Cross-Stage Coherence in Hierarchical Driving VQA: Explicit Baselines and Learned Gated Context Projectors

Graph Visual Question Answering (GVQA) for autonomous driving organizes reasoning into ordered stages, namely Perception, Prediction, and Planning, where planning decisions should remain consistent with the model's own perception. We present a comparative study of cross-stage context passing on DriveLM-nuScenes using two complementary mechanisms. The explicit variant evaluates three prompt-based conditioning strategies on a domain-adapted 4B VLM (Mini-InternVL2-4B-DA-DriveLM) without additional training, reducing NLI contradiction by up to 42.6% and establishing a strong zero-training baseline. The implicit variant introduces gated context projectors, which extract a hidden-state vector from one stage and inject a normalized, gated projection into the next stage's input embeddings. These projectors are jointly trained with stage-specific QLoRA adapters on a general-purpose 8B VLM (InternVL3-8B-Instruct) while updating only approximately 0.5% of parameters. The implicit variant achieves a statistically significant 34% reduction in planning-stage NLI contradiction (bootstrap 95% CIs, p < 0.05) and increases cross-stage entailment by 50%, evaluated with a multilingual NLI classifier to account for mixed-language outputs. Planning language quality also improves (CIDEr +30.3%), but lexical overlap and structural consistency degrade due to the absence of driving-domain pretraining. Since the two variants use different base models, we present them as complementary case studies: explicit context passing provides a strong training-free baseline for surface consistency, while implicit gated projection delivers significant planning-stage semantic gains, suggesting domain adaptation as a plausible next ingredient for full-spectrum improvement.

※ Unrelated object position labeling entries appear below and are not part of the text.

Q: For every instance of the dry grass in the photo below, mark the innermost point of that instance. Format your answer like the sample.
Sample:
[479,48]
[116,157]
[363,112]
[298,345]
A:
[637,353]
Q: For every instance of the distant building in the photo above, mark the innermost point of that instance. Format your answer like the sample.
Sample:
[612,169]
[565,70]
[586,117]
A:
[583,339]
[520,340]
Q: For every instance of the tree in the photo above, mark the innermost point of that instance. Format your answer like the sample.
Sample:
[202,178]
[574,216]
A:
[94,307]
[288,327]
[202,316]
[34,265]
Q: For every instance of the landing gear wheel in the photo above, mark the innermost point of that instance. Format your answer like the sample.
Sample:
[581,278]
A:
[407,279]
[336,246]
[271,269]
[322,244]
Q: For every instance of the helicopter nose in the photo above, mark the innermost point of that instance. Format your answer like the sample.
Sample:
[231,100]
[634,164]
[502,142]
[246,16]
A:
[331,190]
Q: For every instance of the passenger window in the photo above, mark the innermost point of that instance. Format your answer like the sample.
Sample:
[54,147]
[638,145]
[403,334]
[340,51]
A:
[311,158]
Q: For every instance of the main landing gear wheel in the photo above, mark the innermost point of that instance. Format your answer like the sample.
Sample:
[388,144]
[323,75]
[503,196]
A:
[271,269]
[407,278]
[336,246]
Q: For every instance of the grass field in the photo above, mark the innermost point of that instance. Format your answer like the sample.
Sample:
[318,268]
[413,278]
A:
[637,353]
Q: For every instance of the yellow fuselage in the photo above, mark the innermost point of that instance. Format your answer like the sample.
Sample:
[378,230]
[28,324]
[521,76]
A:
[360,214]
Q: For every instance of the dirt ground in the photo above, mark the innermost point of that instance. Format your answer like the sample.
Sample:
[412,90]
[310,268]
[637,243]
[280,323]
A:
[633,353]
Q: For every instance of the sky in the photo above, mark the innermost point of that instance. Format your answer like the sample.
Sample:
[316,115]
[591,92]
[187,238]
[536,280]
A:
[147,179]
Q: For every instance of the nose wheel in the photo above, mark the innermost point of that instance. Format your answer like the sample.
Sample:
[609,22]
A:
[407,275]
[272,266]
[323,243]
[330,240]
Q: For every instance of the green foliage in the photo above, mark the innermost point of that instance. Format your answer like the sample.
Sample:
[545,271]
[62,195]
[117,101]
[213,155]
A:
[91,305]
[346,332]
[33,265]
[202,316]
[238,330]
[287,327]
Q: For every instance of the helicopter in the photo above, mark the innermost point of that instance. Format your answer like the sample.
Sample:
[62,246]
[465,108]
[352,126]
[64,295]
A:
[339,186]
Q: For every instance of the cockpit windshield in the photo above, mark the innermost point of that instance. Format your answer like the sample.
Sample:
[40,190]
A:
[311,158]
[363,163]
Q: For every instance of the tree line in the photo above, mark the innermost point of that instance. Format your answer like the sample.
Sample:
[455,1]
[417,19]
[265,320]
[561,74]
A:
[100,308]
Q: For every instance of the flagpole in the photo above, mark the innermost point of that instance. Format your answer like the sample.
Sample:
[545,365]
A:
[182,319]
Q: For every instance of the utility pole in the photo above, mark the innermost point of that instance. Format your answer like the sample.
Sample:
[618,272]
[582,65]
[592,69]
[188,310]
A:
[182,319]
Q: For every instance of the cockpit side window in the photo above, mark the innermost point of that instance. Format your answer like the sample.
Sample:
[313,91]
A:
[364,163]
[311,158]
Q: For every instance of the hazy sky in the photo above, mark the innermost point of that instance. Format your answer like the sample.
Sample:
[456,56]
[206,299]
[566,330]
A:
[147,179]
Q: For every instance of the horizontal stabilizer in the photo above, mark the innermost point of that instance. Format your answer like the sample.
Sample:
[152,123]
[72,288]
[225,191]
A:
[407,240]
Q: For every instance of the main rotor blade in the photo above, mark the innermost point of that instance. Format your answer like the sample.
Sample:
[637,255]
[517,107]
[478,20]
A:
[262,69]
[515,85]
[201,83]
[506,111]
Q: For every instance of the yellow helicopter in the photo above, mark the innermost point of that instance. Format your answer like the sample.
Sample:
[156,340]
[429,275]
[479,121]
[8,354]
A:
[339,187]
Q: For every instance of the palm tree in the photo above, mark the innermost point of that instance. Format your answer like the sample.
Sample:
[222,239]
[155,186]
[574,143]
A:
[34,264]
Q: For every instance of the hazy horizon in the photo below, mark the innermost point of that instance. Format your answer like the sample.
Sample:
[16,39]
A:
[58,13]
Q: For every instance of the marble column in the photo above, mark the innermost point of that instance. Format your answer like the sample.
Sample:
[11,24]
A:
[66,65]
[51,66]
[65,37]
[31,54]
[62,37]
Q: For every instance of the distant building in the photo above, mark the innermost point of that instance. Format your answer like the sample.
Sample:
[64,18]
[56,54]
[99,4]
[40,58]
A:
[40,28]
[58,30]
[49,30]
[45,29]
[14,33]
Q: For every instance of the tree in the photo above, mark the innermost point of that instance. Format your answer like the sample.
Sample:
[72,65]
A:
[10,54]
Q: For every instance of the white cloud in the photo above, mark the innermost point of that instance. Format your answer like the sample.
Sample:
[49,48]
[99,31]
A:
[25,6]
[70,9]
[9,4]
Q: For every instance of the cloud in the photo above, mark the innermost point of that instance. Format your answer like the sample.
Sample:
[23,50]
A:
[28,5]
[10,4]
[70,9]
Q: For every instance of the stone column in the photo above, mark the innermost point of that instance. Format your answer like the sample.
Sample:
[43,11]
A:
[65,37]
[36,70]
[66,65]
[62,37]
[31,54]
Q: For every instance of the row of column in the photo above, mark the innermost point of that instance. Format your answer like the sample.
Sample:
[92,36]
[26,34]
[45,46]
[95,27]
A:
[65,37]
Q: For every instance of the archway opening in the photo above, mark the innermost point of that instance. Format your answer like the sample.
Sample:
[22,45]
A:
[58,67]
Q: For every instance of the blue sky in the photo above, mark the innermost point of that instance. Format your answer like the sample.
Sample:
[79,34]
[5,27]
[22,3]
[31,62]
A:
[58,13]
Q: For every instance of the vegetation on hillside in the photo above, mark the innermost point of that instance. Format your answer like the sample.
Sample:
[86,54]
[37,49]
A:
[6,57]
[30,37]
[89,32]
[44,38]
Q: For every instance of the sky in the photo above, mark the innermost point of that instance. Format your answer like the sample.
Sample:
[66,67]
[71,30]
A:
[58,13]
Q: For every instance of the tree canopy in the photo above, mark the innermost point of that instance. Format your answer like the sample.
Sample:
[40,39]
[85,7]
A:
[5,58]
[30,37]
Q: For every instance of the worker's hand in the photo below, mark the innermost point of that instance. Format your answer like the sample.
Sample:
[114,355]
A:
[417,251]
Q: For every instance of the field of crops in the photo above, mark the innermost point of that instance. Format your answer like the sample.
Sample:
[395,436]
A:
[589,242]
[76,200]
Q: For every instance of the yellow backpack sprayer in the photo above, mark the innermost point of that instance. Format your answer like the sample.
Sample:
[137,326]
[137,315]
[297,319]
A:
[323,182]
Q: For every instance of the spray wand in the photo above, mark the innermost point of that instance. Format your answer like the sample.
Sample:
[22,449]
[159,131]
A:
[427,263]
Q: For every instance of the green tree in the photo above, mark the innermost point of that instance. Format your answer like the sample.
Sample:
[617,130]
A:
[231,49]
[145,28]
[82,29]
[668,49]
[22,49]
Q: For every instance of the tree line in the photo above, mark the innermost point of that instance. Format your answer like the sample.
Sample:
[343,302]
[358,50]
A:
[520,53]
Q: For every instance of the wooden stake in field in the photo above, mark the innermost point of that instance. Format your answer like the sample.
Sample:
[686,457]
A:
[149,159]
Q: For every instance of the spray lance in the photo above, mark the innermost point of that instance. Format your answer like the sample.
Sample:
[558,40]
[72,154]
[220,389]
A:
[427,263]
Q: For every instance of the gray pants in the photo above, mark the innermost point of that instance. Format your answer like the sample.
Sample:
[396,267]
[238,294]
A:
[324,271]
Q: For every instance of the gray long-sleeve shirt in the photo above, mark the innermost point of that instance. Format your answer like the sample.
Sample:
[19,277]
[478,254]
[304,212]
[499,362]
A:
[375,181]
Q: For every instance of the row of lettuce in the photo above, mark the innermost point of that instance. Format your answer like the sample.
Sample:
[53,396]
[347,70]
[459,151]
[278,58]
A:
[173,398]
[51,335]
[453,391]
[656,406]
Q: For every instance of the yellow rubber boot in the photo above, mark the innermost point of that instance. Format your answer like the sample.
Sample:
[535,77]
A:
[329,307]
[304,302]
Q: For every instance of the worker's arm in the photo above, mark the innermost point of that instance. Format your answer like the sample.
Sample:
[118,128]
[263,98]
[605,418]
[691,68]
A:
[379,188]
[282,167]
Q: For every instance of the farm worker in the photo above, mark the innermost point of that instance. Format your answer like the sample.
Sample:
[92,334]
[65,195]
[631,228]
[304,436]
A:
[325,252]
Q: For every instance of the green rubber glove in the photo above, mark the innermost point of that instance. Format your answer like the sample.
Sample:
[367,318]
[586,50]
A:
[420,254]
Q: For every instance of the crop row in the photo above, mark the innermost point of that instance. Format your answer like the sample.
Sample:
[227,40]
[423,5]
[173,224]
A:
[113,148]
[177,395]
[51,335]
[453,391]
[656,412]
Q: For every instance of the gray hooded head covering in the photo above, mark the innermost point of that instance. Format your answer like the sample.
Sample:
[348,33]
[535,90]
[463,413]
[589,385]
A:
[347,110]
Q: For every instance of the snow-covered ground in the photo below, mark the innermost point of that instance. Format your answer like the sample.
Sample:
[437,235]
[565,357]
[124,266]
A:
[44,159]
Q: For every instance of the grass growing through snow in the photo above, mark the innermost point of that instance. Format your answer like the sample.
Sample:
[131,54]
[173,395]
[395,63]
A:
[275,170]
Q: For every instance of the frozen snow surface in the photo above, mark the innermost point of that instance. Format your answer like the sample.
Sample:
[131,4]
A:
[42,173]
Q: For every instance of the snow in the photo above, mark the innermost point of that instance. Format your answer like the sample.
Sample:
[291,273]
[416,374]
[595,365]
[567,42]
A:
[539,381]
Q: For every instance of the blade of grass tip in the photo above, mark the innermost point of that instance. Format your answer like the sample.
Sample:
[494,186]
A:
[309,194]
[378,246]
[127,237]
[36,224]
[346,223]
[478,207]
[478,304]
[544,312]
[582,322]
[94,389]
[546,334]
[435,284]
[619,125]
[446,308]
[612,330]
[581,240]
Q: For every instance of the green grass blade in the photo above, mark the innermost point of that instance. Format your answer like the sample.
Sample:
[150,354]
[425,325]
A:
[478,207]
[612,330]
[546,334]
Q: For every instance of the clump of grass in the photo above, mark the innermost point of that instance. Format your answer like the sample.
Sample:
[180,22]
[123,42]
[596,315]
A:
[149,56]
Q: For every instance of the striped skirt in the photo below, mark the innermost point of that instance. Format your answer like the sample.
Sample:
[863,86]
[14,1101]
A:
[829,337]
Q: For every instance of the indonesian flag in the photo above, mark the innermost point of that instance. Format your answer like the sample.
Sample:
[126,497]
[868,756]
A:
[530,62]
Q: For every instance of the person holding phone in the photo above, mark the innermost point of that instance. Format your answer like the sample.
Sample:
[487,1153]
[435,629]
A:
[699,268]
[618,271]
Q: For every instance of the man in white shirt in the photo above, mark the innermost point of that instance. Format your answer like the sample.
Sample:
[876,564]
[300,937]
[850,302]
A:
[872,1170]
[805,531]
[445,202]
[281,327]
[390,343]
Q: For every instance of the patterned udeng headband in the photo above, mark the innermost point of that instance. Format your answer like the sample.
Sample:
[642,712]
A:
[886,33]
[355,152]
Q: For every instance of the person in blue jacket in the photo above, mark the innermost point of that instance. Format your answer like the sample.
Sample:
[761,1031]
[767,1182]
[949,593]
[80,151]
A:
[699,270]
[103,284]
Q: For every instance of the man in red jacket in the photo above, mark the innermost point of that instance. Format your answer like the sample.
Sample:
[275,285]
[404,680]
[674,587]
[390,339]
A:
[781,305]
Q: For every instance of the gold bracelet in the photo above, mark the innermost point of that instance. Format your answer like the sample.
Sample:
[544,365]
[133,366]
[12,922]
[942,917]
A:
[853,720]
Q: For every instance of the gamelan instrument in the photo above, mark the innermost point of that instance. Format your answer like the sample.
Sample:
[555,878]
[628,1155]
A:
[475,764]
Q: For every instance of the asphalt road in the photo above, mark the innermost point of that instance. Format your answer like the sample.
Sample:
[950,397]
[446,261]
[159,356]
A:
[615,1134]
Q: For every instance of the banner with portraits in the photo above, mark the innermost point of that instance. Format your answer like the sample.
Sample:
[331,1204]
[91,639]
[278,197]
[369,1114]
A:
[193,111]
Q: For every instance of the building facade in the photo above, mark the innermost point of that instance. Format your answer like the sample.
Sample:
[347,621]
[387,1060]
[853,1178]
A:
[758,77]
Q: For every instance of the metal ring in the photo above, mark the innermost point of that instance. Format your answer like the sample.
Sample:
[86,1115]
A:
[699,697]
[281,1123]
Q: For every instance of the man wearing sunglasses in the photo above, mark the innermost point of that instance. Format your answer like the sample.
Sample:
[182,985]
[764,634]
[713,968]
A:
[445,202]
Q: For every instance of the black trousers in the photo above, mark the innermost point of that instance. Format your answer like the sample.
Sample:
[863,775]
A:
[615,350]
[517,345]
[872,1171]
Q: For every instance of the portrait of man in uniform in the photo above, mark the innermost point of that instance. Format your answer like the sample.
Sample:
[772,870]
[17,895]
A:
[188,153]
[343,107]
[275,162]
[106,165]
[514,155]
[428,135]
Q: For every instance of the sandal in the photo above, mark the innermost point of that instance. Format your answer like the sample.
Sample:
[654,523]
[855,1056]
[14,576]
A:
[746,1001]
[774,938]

翻译：图视觉问答（GVQA）在自动驾驶中将推理组织为有序阶段，即感知、预测与规划，其中规划决策需与模型自身的感知保持一致。本文通过两种互补机制，对DriveLM-nuScenes数据集中的跨阶段上下文传递进行了比较研究。显式变体在领域适配的4B视觉语言模型（Mini-InternVL2-4B-DA-DriveLM）上评估了三种基于提示的条件化策略，无需额外训练即可将自然语言推理矛盾率降低至多42.6%，建立了强大的无训练基线。隐式变体引入门控上下文投影器，从某一阶段提取隐藏状态向量，并将归一化门控投影注入下一阶段的输入嵌入。这些投影器与各阶段的专用QLoRA适配器在通用型8B视觉语言模型（InternVL3-8B-Instruct）上联合训练，仅更新约0.5%的参数。隐式变体实现了规划阶段自然语言推理矛盾的统计显著降低34%（Bootstrap 95%置信区间，p<0.05），并通过多语言NLI分类器评估（以处理混合语言输出），使跨阶段蕴含关系提升50%。规划语言质量亦有提升（CIDEr +30.3%），但因缺乏驾驶领域预训练，词汇重叠与结构一致性指标出现下降。由于两种变体采用不同的基础模型，本文将其作为互补案例研究：显式上下文传递为表层一致性提供了无需训练的强大基线，而隐式门控投影在规划阶段实现了显著的语义增益，表明领域适配可能成为实现全谱系改进的下一个关键要素。